Why is the hysteroscopy performed?
Hysteroscopy is used to help diagnose causes of infertility, uncover the reason for repeated miscarriages, and treat a variety of conditions. Reasons for the procedure include:
• Abnormal Pap test
• Postmenopausal bleeding
• Uterine adhesions
• Asherman’s syndrome
• Polyps and fibroids
• Remove displaced intrauterine device (IUD)
What is an operative hysteroscopy?
An operative hysteroscopy is where this procedure is used to correct certain uterine problems. Small adhesions, fibroids, polyps, and other growths can be removed using the hysteroscope, which eliminates the requirement of open surgery. Removal of the endometrial lining (ablation) is used to treat severe bleeding, and an endometrial biopsy is done when uterine cancer is suspected.
What are the risks of the hysteroscopy procedure?

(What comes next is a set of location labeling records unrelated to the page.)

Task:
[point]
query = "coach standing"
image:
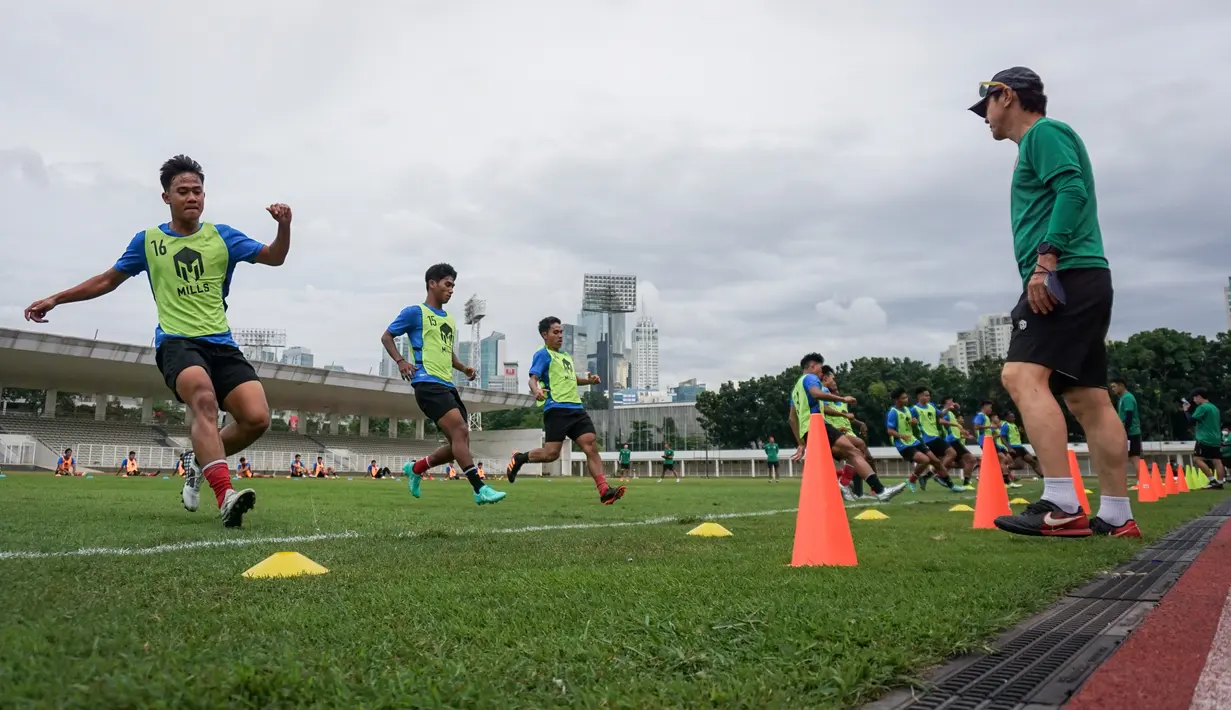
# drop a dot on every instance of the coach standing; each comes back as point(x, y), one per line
point(1061, 320)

As with other surgical procedures, there are some risks to consider. Possible complications of the hysteroscopy include bleeding, infection, perforation of the uterus, damage to the cervix, and pelvic inflammatory disease.
How do I prepare for the hysteroscopy?
Before the procedure, discuss all medications you are taking with the doctor. You will be asked to sign a consent form. A complete medical history and physical examination are done to make sure your health is adequate beforehand. Additionally, you will need certain laboratory and diagnostic tests. Do not eat or drink after midnight, and arrange to have someone drive you home.
What happens during the procedure?
After you change into a gown and empty your bladder, the nurse places an intravenous line in your arm. You are positioned on the examination table with your feet in stirrups. The nurse cleanses the vaginal area with an antiseptic solution. A small device is used to dilate (open) the cervix so the hysteroscope can easily be passed into the uterus. To expand the uterus, a special solution (liquid or gas) is injected. The doctor can take pictures or make a video using the hysteroscope, and tiny instruments are easily inserted to remove unwanted tissue.
What happens after the hysteroscope procedure?
After the hysteroscope, you will be monitored by a nurse for around 30 minutes. Expect to experience mild cramping and bleeding for 1-2 days. Report any signs of infection to the medical facility, such as fever, vaginal discharge, or severe abdominal pain. Avoid vaginal douching and sexual intercourse for two weeks, and resume activities as tolerated.
What are the benefits of a hysteroscopy?
With the hysteroscope, there is no need to cut through the skin, subcutaneous tissue, and muscle of the abdomen or to cut the uterus. There is less scarring and pain with this procedure compared to traditional surgery. In addition, there are fewer complications, decreased chance of infection, and increased healing with the hysteroscopy.